Along with providing advice on reconstructing airports, runways and ports, the deal also earmarks £10 million for repairing bridges and buying shipping containers to mobilise grain trains.
The Government hopes this will boost Ukraine’s grain exports and ease the pressure on food prices, which have soared since Russia invaded a country known as “Europe’s breadbasket”.
Mr Shapps signed the pact on a call with his Ukrainian counterpart, Oleksandr Kubrakov, who reminded him they had spoken on February 24 – the day war broke out.
“He later told me he was in a field just outside Ukraine, just not knowing what would happen in the next few hours,” he told PA news agency.
“Six months in, it seems like the appropriate time to put an action plan in place, to think about the reconstruction of Ukraine.
“Since we know that nearly 100 billion US dollars damage has been done in Ukraine, there’s plenty of reconstruction work to be done.”
Within hours of registrations opening on Thursday morning, Rolls-Royce, Heathrow Airport and Manchester Airport Group had pledged to help rebuild Ukraine’s infrastructure.
Britain will also send five buses from the Go-Ahead Group, which the Transport Secretary said would “get… people moving again in the face of this brutal conflict”.

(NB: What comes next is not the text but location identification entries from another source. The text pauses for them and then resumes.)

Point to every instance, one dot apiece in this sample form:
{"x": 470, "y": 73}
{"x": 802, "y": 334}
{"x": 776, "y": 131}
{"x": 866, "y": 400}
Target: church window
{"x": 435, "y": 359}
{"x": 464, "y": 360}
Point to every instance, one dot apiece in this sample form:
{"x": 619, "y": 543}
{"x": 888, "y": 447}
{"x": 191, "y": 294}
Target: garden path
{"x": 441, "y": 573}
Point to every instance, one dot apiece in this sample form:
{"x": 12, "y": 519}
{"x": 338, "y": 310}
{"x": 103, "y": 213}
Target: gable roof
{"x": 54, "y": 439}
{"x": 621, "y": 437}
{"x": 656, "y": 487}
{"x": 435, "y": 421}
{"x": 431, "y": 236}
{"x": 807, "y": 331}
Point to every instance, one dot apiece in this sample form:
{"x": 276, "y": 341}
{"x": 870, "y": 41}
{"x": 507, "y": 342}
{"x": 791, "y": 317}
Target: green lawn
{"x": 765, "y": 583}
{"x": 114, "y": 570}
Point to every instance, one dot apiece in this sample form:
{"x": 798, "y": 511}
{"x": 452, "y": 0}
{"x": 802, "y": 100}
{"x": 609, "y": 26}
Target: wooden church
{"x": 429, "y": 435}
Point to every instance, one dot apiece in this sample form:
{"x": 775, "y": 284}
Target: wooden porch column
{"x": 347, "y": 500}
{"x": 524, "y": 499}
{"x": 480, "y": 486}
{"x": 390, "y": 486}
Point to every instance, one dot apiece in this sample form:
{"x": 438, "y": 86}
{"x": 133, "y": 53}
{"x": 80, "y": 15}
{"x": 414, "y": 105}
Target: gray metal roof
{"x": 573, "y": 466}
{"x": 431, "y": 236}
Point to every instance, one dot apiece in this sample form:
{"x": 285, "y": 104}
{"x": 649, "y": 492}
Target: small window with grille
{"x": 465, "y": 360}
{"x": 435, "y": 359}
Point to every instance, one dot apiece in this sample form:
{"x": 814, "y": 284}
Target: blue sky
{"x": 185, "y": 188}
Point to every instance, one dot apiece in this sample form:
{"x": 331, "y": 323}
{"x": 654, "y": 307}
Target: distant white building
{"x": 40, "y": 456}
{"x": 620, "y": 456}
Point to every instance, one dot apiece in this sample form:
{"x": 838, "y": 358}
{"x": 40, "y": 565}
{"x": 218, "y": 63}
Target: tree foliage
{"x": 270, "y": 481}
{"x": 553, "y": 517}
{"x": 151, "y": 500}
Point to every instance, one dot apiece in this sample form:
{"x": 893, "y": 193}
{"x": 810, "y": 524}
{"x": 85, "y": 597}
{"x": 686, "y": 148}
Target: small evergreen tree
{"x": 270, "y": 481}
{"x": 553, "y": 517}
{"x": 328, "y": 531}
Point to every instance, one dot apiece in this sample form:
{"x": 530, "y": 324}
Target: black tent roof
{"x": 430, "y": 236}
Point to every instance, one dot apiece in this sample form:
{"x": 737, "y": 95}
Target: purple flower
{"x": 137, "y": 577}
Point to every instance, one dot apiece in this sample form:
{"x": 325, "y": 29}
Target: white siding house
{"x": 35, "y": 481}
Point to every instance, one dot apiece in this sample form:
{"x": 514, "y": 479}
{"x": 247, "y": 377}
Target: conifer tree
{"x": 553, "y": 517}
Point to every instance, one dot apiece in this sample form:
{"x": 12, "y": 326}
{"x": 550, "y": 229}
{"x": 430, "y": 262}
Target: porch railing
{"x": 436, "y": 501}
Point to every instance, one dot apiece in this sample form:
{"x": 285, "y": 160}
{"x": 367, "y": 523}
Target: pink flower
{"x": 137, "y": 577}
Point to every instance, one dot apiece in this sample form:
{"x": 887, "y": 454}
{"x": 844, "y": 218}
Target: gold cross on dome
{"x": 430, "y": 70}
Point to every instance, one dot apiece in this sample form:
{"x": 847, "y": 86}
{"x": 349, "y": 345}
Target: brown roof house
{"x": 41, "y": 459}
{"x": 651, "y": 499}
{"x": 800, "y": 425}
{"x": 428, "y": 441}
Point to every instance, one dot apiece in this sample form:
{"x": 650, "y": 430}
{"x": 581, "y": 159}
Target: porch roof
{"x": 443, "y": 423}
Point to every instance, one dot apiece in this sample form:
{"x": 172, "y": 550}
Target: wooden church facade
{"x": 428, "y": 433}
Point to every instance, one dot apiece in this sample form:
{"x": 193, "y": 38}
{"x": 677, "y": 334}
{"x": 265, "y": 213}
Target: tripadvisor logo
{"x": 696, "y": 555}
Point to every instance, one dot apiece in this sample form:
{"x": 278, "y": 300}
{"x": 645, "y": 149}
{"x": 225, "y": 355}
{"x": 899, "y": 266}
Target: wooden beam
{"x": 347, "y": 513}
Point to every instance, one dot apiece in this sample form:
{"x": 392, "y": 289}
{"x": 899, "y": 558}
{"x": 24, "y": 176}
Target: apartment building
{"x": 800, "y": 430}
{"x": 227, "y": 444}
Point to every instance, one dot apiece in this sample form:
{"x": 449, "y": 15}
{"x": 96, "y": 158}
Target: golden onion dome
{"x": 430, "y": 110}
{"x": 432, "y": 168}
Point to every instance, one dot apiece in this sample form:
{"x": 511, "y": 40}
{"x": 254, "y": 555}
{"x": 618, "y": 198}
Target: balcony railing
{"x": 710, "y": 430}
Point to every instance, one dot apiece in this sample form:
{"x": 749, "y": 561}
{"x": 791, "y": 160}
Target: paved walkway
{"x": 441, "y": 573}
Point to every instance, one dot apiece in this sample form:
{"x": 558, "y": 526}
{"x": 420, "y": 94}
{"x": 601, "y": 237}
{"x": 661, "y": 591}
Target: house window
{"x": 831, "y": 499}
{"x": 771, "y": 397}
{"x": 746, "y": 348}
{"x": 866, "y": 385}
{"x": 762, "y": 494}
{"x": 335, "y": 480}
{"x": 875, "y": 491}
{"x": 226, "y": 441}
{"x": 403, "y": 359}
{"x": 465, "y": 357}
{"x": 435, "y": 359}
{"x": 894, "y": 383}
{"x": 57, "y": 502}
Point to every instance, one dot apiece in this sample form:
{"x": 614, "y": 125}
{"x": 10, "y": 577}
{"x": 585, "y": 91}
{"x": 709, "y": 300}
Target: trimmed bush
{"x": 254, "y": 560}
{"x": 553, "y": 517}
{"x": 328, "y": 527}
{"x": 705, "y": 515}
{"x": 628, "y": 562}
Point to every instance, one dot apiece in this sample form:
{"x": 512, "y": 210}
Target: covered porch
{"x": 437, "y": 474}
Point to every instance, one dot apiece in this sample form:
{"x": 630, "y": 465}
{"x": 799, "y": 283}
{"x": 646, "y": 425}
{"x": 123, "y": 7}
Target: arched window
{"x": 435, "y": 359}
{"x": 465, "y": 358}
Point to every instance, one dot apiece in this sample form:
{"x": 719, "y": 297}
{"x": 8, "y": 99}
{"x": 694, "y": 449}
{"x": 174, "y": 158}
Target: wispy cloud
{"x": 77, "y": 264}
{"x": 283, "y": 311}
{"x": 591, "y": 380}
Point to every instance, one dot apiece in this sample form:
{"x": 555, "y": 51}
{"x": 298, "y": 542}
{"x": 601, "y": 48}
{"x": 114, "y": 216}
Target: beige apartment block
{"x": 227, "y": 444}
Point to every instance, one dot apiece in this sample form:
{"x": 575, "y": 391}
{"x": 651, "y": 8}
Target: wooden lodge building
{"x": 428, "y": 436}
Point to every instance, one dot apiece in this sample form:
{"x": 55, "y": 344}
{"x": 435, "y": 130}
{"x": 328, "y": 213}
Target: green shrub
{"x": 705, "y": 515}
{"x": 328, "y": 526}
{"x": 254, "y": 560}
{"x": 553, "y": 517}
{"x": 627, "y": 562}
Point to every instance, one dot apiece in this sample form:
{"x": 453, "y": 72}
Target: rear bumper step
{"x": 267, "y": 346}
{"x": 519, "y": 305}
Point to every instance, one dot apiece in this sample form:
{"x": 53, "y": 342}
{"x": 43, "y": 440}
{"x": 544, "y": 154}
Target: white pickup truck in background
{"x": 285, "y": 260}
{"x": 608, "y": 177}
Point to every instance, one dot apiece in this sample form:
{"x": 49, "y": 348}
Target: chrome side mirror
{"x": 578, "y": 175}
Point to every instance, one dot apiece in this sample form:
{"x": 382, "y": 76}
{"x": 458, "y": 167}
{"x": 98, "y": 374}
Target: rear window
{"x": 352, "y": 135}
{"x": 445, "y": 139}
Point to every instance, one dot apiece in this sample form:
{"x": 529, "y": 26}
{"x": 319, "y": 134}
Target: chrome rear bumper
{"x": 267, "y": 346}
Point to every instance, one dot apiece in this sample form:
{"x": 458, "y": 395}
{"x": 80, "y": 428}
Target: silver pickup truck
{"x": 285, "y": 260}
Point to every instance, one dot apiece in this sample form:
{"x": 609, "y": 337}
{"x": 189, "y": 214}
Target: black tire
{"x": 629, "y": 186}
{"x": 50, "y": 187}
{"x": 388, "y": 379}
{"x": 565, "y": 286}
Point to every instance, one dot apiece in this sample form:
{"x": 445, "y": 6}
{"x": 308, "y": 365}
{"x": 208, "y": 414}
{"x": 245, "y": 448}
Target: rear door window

There is speculation that Mr Shapps, who is backing Rishi Sunak in the Tory leadership contest, may be pushed out of his post next month.
On his call with Mr Kubrakov, he said: “We have this leadership election as you know… in two weeks’ time we’ll know exactly where we’re up to.”
I think the whole country, the whole of our country, has found something in common with what’s happened in Ukraine
Mr Shapps said he was unsure how long he would remain at the Department for Transport but stressed that Britain’s support for Ukraine would not waver.
“I don’t know exactly what will happen, I’ll leave that to the next prime minister,” he said.
“What I do know is that support for the Ukrainian people will still be here next month, and that I can guarantee.”
The announcement came a day after Ukraine’s independence day, when Boris Johnson said Britain would have to endure higher energy bills to stand up to Russian aggression.
Mr Shapps took in a family of Ukrainian refugees in April, and said after signing the infrastructure deal that they had brought the conflict home to him.
“They’ve been with us for more than four months now, I think, so they’ve lived with us for a long time,” he said.
“Seeing how they’re settling in, the child’s gone to school and learning English, and all of those different things – you know, of course makes it very real.
“I think the whole country, the whole of our country, has found something in common with what’s happened in Ukraine.”